(Editor’s note: The following comes from an article by Spencer Turer that appeared in the January/February 2021 issue of Roast Magazine. Click here to read the full article.)
Ask a few specialty coffee professionals about the definition of specialty coffee and you will get more opinions than people surveyed. The coffee industry continues to expand in scope and complexity, and the common term used to unify a specific segment of the industry is both more nuanced and broader than it was when the term first came into popular usage.
“Specialty” is defined in the dictionary as a distinctive mark or quality. In the context of coffee, it can reference the flavor quality of a coffee and an absence of defects, but it also carries connotations around specific aspects of the supply chain, process controls and merchandising.
The term’s usage as it relates to coffee service in a retail setting did not begin to present itself for another two decades after industry luminary Erna Knutsen first coined the term in an article published in Tea & Coffee Trade Journal in 1974, referring to the high-quality coffee that was beginning to be noticed at the cupping table at the time.

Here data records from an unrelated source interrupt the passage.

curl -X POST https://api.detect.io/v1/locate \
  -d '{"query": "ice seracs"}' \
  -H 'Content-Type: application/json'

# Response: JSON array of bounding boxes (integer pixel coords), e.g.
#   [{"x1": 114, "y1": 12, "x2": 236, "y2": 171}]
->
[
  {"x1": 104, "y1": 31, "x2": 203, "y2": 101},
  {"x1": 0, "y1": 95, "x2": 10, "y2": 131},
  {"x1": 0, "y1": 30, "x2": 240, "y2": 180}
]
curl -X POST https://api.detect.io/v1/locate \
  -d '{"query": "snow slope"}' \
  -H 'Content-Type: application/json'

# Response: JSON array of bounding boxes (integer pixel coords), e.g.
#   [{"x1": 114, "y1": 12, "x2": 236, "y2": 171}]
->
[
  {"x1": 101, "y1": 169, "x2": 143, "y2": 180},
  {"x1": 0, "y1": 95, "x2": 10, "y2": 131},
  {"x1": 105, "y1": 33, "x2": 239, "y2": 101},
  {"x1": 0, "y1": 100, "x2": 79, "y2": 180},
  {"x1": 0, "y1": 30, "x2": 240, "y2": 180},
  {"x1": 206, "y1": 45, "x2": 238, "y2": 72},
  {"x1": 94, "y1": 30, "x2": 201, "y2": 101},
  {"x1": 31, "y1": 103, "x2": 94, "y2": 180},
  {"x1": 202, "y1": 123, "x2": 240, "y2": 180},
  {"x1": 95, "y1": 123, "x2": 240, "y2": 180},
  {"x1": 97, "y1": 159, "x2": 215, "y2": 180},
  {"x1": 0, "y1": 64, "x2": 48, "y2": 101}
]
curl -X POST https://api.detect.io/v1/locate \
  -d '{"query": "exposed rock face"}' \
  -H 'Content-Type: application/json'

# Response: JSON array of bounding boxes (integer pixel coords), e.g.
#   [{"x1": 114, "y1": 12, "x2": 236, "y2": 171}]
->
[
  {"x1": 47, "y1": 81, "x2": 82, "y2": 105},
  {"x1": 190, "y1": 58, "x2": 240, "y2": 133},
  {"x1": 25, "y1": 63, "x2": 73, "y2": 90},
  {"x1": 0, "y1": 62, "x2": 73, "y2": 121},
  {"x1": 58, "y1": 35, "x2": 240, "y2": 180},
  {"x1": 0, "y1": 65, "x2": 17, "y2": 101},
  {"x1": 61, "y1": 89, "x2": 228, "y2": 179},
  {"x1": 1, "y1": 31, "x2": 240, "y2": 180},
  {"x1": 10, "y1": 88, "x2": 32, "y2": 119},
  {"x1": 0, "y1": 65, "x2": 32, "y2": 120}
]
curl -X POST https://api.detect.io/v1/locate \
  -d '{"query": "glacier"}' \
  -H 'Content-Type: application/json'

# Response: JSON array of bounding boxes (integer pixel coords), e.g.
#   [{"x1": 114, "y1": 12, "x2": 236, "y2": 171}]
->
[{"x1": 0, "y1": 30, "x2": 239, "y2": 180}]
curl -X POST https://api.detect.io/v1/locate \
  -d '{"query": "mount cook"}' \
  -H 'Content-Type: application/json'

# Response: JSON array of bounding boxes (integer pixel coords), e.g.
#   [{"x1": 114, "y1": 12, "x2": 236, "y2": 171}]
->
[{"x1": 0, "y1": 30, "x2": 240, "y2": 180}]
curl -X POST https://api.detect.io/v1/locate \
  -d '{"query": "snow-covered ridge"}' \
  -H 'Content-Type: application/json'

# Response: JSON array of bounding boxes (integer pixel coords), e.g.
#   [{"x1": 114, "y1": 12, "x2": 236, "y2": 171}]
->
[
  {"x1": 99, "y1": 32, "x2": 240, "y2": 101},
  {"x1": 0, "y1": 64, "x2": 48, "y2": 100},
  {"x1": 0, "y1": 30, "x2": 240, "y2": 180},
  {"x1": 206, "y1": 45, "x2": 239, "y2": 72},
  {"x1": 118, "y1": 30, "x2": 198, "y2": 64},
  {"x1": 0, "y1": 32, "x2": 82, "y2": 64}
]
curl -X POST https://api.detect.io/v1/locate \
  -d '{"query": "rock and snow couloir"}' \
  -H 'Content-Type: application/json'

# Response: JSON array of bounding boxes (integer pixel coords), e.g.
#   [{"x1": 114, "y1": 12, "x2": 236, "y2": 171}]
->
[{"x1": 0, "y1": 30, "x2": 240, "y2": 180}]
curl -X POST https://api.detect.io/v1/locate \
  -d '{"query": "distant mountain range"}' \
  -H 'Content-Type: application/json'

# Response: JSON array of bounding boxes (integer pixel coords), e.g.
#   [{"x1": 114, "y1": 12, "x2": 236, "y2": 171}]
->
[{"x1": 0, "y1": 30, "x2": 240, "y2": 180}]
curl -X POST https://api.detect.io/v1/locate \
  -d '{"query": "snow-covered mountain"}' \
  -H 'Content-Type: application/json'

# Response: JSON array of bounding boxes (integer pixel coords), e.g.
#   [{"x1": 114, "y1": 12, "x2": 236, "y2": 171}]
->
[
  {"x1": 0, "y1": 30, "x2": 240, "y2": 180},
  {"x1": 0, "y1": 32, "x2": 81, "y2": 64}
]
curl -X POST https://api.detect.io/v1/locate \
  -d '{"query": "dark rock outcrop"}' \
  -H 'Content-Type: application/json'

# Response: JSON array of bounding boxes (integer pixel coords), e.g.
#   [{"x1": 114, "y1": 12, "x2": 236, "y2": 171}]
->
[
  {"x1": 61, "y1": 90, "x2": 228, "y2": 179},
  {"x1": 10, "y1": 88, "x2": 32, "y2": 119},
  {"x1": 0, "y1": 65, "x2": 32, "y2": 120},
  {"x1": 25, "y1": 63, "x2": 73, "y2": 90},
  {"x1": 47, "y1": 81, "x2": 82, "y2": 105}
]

As the industry evolved, so did the commonly understood meaning of specialty coffee. From a technical perspective, specialty coffee has come to denote a specific grade of coffee that meets certain criteria as outlined in the Specialty Coffee Association (SCA) green coffee standards. In the retail or roasting context, the term has taken on another meaning. These criteria are open to interpretation and lacking a widely accepted definition, and thus can be unclear to consumers and industry professionals alike. We must also consider where there is overlap or commonalities between commercial (large-scale/mass market) and specialty (artisan/craft) operations, which can blur the lines.
While there may be expectations or even pre-determined parameters within our industry, the concept of specialty has continued to evolve. Other similar terms in the realm of food and beverage include gourmet, premium, boutique, artisanal, craft and luxury. Often the term “micro” is added to this expanding list, commonly used to denote a small, high-quality lot of coffee or a roasting business of a certain size.
We will explore these points of discussion in greater detail in part two of this article in the next issue of Roast. For the purposes of this article, we will focus on the green coffee quality aspect of specialty coffee and take a look at the history of how specialty coffee has been evaluated and identified by various countries and organizations.
Green coffee quality has a dynamic and complicated history. Prior to the late 1990s, each producing country set its own standards and created its own terminology. By the early 2000s, the Specialty Coffee Association of America (SCAA)—which was largely made up of U.S.-based craft coffee roasters at the time—had developed technical standards for the measurement and identification of specialty quality coffee.
While still related to the physical attributes (grade) and sensory profile (cup) for the purchase and sale of green coffee, this was an important cultural shift in the concept of specialty coffee as a common language within the industry. Specialty was realigning itself from being defined by producing countries to consuming countries via a trade association and not a trading company.
The SCAA — now the SCA—and the Coffee Quality Institute (CQI) addressed a growing need for standards and protocols in an expanding coffee industry. By establishing a common set of terms and definitions, cuppers at both the producing and consuming side of the industry were able to refer to prescribed methods of evaluating green coffee for the purpose of identifying its quality rating. Specialized educational classes and a multi-level professional certification program were conceptualized and established during this time, addressing training for coffee evaluation and quality identification.